Setan started classes at Colorado Christian University, then at Denver Seminary.

As the couple settled into their new home, they also felt an urgency to make good on the vow they had made in the refugee camp to help rebuild their ravaged homeland. Their lives were vastly better here, but "we didn't just want a better life," Randa says. "We did not want to be selfish."

Their dedication since childhood to helping the less fortunate, buttressed by their calling to share their Christian faith, urged them on. They realized that if they could make a living and make a home in such a short time in the United States, maybe their dream of returning to Cambodia wasn't that far-fetched.

"Because of the things we had seen and experienced, we thought it was going to be a long, long time, maybe not even in our lifetime.
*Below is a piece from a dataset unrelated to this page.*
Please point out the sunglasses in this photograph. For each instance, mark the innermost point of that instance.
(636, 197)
It was always in our thoughts," Setan says. "We didn't know it was going to come this quick."

Randa's longing for her family remained strong. She had heard from an American Red Cross worker that her sister and brother were living in a refugee camp in Thailand.
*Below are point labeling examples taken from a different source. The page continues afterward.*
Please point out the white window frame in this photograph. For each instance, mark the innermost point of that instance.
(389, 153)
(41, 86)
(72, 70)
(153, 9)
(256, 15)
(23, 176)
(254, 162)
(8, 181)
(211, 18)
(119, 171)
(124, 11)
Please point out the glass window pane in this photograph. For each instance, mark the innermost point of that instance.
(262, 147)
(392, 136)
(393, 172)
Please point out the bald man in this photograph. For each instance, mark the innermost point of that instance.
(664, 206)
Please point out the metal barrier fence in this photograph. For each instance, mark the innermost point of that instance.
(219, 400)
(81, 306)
But making their way to Cambodia required persistence.

Cambodia was still in turmoil. The Cambodian puppet regime installed in 1979 by the North Vietnamese was being challenged by a coalition of former leader King Norodom Sihanouk, anti-communists and the Khmer Rouge.

Setan first tried to go in 1988, but he was turned away at the Thai border. He was turned away again in 1989, the year their daughter, Sandra, was born. It also was the year that Randa's sister and brother made it to the Denver area. They knew where their grandmother was, and their grandmother knew where to find the rest of the family, including Randa's mother.

So in 1990, Setan and Randa decided to travel to Cambodia together. They left their children - Sandra was only 3 months old, Ben was 5 - in the care of trusted friends from the church. It was an agonizing decision.

"It was so hard," Randa says. "But my dream every day was to see my family, to make sure they were alive and well."

Randa and Setan wouldn't risk taking the children. "We don't know whether we're going to live or die. But this is the killing fields. We don't want to take our kids. It's not fair," Setan says.

This time, the couple decided to try their luck going through Laos. They had been refused visas for Cambodia, but they went anyway. They'd gotten that far. They couldn't go back without trying.

At the border, they told the Cambodian officials they had come to search for relatives. And they said they were Christians, come to spread the message of Jesus Christ.

But to the government authorities, Christians from the United States meant only one thing: Randa and Setan must be CIA agents. They were taken into custody and detained in the capital city of Phnom Penh under house arrest.

For the first time in 10 years, Randa and Setan were home, only to find themselves prisoners again.